Consider this my requisite political posting of the week, but I had to comment on this doozy from Bob Shrum today on MSNBC. When asked about problems in the Clinton campaign, Shrum said that top Clinton strategist, Mark Penn has a thin campaign track record, having only worked on President Clinton's 1996 campaign and in his words, "that wasn't exactly tough."
Yeah, but you know what Mark Penn won that campaign. How many presidential campaign has Bob Shrum won?
But more to the point, it's patently untrue to suggest that Clinton's 1996 campaign was an easy race. Indeed, Penn and his partner Doug Schoen were brought on board in the winter of 1994/1995, which wasn't exactly a good time for the Democratic Party. Over the next year, they (along with Dick Morris) brilliantly repositioned President Clinton as a centrist Democrat (with some help from Newt Gingrich).
Among some of the smart, strategic moves of that campaign were ads run by the DNC in swing states that extolled the President's record on crime; calling for a balanced budget in the Spring of 1995, which blunted GOP attacks on the White House (and were stridently opposed by Harold Ickes and others in the White house); focusing the government shutdown on GOP efforts to cut Medicare, Medicaid, education and the environment and changing the national debate from GOP-friendly family values to one of public values (a move that I believe was Penn's creation).
The reason why the 1996 race was so easy was because Clinton and the people around him did such a good job in 1995 of changing the public perception of him from a big government liberal, to a true centrist Democrat.
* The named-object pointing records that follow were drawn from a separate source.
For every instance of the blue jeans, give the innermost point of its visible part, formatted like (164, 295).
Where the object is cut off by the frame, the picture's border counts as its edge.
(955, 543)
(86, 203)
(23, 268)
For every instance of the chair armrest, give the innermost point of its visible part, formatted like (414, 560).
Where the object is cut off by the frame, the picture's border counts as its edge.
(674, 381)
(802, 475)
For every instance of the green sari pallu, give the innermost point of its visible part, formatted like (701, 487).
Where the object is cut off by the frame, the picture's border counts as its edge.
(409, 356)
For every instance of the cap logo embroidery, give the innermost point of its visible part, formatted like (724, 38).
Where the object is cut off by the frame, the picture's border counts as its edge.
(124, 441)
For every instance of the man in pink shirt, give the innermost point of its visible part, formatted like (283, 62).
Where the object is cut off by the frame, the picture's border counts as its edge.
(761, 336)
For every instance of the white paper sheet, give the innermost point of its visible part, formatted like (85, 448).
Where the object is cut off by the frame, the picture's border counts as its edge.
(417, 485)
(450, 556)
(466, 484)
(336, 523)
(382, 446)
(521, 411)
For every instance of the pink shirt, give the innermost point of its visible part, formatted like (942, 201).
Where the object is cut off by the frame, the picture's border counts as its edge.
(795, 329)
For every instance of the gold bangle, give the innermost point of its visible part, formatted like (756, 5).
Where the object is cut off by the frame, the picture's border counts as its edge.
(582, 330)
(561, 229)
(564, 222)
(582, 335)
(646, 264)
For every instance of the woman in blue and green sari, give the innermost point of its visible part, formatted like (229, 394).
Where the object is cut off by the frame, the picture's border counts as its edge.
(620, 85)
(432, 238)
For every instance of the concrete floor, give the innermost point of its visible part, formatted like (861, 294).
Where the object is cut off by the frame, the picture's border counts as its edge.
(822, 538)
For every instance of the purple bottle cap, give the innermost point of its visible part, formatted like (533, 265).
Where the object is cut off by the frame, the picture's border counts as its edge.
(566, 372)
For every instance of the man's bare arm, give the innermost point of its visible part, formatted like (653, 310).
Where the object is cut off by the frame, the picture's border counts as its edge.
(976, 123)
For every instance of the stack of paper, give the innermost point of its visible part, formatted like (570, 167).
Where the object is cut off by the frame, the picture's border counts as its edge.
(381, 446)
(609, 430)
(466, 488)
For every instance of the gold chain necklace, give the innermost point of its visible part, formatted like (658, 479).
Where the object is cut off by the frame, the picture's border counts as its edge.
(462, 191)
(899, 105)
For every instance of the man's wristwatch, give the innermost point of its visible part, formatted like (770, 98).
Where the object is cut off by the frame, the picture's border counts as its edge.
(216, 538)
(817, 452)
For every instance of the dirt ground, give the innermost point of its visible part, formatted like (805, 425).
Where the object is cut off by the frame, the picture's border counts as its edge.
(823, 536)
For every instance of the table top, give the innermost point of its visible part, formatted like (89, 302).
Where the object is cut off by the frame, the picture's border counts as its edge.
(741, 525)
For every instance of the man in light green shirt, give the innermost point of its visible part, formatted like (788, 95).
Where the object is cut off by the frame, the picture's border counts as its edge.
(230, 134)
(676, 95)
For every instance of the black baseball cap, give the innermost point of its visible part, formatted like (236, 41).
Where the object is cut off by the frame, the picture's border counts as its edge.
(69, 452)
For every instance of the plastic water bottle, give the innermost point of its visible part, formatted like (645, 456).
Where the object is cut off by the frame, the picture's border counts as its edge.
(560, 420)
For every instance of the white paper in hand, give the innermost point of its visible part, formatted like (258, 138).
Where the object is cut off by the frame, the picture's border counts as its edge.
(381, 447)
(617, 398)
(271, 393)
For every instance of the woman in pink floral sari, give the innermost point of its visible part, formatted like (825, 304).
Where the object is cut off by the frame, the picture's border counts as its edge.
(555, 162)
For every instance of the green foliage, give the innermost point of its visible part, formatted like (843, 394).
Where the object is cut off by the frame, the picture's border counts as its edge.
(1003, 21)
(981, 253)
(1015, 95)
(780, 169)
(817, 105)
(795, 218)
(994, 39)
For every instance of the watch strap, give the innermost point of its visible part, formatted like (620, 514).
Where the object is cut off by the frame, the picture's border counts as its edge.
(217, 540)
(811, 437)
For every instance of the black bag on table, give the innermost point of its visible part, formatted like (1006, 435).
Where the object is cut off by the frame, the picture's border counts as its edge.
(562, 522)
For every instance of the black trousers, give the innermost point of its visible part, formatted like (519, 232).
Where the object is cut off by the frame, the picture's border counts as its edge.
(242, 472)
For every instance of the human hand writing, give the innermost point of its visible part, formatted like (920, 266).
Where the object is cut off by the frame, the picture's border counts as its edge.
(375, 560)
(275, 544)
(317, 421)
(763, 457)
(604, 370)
After the 1994 debacle, that wasn't an easy thing.
What's more, you know what should have been an easy campaign - Al Gore's 2000 run for the White House. Let's ask Bob Shrum how that one worked out.
Now I'm not going to defend Penn's track record on the 2008 campaign, but Bob Shrum has zero right to be criticizing any Democrat when it comes to running an effective presidential campaign.